PASSION. RKO Radio Pictures, 1954. Cornel Wilde, Yvonne De Carlo, Raymond Burr, Lon Chaney Jr., Rodolfo Acosta, John Qualen, Anthony Caruso. Director: Allan Dwan.

   A conflict over land in old Spanish California flares up into the deaths of several members of one homesteading family, and one of the survivors vows vengeance.

   Cornel Wilde and Yvonne De Carlo strike me as being a couple who are absolutely meant for each other, but surprisingly, in this movie they don’t even get to kiss. She’s the tomboy (!) sister of the woman who’s the murder5ed mother of Wilde’s son, and while she is obviously making eyes at him, he is so busy with revenge, he hardly notices her at all. A passionate affair it isn’t.

   Raymond Burr plays the officer of the police who must bring his old friend to justice.
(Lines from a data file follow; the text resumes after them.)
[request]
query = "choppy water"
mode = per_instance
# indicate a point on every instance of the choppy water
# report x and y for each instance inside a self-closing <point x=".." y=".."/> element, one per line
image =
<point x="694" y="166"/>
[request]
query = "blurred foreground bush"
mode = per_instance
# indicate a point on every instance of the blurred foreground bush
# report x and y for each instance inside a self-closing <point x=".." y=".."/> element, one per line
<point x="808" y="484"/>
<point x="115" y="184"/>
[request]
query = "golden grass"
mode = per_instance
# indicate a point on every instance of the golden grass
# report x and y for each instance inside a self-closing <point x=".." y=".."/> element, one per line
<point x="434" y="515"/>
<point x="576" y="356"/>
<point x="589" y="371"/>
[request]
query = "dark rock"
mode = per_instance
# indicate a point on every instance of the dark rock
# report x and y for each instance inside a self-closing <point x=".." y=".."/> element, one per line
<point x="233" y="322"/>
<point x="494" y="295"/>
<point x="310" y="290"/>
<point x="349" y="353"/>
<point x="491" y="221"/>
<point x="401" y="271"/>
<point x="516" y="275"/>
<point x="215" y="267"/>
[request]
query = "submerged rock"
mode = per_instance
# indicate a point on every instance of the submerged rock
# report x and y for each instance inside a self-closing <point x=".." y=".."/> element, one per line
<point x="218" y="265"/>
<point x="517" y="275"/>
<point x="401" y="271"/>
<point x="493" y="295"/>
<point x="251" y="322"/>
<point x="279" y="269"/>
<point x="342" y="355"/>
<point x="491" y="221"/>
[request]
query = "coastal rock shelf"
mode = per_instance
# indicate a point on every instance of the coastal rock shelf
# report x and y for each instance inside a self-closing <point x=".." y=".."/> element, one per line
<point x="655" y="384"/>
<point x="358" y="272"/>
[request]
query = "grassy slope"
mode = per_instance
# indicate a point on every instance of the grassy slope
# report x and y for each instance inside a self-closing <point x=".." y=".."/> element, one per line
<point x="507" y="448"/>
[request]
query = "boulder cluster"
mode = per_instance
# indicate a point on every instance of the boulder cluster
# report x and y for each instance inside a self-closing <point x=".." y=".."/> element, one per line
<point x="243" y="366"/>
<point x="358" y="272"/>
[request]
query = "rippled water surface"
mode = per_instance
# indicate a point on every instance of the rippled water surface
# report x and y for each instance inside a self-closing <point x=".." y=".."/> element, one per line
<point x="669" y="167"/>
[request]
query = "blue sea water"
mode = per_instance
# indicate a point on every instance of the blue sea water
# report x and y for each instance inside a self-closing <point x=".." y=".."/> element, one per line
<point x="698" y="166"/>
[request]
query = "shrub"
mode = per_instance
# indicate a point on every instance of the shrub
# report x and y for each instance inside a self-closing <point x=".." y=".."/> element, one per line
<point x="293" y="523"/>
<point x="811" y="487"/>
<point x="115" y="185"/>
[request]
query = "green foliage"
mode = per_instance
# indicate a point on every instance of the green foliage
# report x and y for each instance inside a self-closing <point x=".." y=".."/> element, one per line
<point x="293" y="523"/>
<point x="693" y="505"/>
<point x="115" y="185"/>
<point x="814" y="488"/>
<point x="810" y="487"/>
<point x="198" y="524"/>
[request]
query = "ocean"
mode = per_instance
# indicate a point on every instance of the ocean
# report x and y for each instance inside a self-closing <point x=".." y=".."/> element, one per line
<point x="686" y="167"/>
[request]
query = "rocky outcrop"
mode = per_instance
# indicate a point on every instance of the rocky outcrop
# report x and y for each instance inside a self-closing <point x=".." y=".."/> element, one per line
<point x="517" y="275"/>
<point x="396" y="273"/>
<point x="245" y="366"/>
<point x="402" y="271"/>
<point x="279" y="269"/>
If it weren’t for him, I’d never even have considered saving this movie on tape. (And even so, I didn’t.)

COMMENT:  In Brian Garfield’s book on western movies, he calls what this film as a “Bob Steele” plot. If it weren’t such an obvious slur on Bob Steele, I’d agree 100 percent.

— Reprinted from Nothing Accompliced #4, November 1993 (slightly revised).